Start subshell with different STDOUT

Hello
Before I get to my question let me explain the situation. I am writing a ksh script to startup several instances of an application. That is done by executing another ksh script (let's call it startApp) with some arguments. Now, startApp writes some information to stdout that I don't want displayed from my master script. However, it also redirects stdout to a log file and writes important information that is needed. When I try

startApp arg1 arg2 > SOME_FILE

in the master script, the log file is not created. I understand that when I execute startApp from within my script, startApp's subshell inherits stdin and stdout. Is there a way to execute startApp in a completely new shell that does not share stdout with the calling shell?
Thanks,

EvilBoz

I don't know about a new stdout, and this may be over simplified, but it may be the single > that may be overwriting the previous log entries. You could try

startApp arg1 arg2 >> SOME_FILE

This could easily be debugged by using

startApp arg1 arg2 | tee SOME_FILE

If your log ends up empty use

startApp arg1 arg2 | tee -a SOME_FILE

These will redirect the output to both stdout and the file. The difference is the "-a" appends the output. Same as the ">>" but echos to the screen as well.

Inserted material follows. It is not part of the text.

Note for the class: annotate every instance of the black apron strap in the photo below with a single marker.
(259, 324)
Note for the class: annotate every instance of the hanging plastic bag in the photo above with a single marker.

Judging by your example. Unless StartApp has something that forks to a background process you should not run into trouble with stdout.

MPH

I tried using

startApp arg1 arg2 | tee SOME_FILE

but that had quite the opposite effect of what I need. It did create the log file but it also printed everything that was supposed to go to the log file to the screen. BTW, the only reason I was using

startApp arg1 arg2 > SOME_FILE

was to avoid anything being printed to the screen. SOME_FILE is either some temp file or /dev/null. The log file I need is created by startApp and not by the master startup script.
The problem is that either startApp or some other script it calls redirects stdout to the logfile. However, when I redirect output when I call startApp, the following redirects don't seem to have the desired effect.

I think I miss-read your initial post. I was under the impression that the log file was created by the redirect in the code example you gave initially.

With the assumtion that StartApp itself generates the log file. Which more than likely would be a printf to the file instead of a stdout redirect. Is it possible that the StartApp is directing the screen output to stderr instead of stdout? When you use:

startApp arg1 arg2 > SOME_FILE

does it still output to the screen? If this is the case in the master script you could try:

startApp arg1 arg2 > SOME_FILE 2>&1

If not I may need more info on what type of program it is to get a better idea of the problem. Just a thought.